In industrial automation, data is often trapped in legacy PDF catalogs or technical datasheets. This project is a Deterministic Extraction Pipeline designed to ingest unstructured industrial PDFs and transform them into validated, machine-readable JSON schemas.
Key Technical Highlight: Unlike a standard chatbot, this system uses Pydantic-based Output Parsing to ensure that the AI follows a strict "Technical Contract." If the AI cannot find a value or tries to hallucinate a format, the system flags it during validation.
This engine uses unstructured.io to partition complex PDF schemas. You must install the following system-level tools for the PDF partitioning to work:
- macOS (via Homebrew):
brew install poppler tesseract
- Windows:
- Download and install Poppler for Windows.

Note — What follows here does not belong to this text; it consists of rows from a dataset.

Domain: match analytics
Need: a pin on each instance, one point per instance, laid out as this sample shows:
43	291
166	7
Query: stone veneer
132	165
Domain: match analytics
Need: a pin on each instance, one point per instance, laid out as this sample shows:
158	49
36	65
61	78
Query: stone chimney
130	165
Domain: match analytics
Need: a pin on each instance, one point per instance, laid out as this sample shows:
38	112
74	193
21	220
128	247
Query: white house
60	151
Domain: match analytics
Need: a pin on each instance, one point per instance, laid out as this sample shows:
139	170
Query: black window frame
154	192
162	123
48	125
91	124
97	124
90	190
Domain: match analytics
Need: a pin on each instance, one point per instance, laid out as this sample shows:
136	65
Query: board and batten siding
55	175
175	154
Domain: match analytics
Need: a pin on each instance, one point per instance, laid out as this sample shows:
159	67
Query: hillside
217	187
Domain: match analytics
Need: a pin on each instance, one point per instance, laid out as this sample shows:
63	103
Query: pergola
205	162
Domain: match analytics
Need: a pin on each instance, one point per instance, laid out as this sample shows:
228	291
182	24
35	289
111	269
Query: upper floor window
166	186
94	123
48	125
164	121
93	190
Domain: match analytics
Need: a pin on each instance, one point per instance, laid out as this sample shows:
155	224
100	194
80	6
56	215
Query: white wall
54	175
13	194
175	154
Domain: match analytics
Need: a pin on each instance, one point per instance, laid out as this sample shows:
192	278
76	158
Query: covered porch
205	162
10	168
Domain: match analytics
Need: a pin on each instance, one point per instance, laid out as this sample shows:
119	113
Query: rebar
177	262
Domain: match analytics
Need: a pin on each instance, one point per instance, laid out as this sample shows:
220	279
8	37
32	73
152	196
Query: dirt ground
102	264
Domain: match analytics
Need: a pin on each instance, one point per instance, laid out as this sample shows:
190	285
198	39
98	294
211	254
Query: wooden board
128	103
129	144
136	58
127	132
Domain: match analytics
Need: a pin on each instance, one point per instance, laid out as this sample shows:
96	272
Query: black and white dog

- Download and install Tesseract OCR.
- Add the
/binfolders of both to your System Environment PATH.
# Create a virtual environment
python -m venv venv
# Activate the environment
# (Windows)
.\venv\Scripts\activate
# (Mac/Linux)
source venv/bin/activate
# Install dependencies
pip install -r requirements.txtAfter all the above is complete, run the project with:
streamlit run app.pyYou will be prompted to input your OpenAI product key and the associated catalog PDF.
Once those are in and processed, give it a prompt!
The output is rigid - the code is telling it only to output JSON for a motor's Model Number, Voltage, Horsepower, RPM, Size, and Enclosure.
As a proof of concept, this whole project is essentially showing that we can extract unstructured data and transform it into highly structured, readable JSON.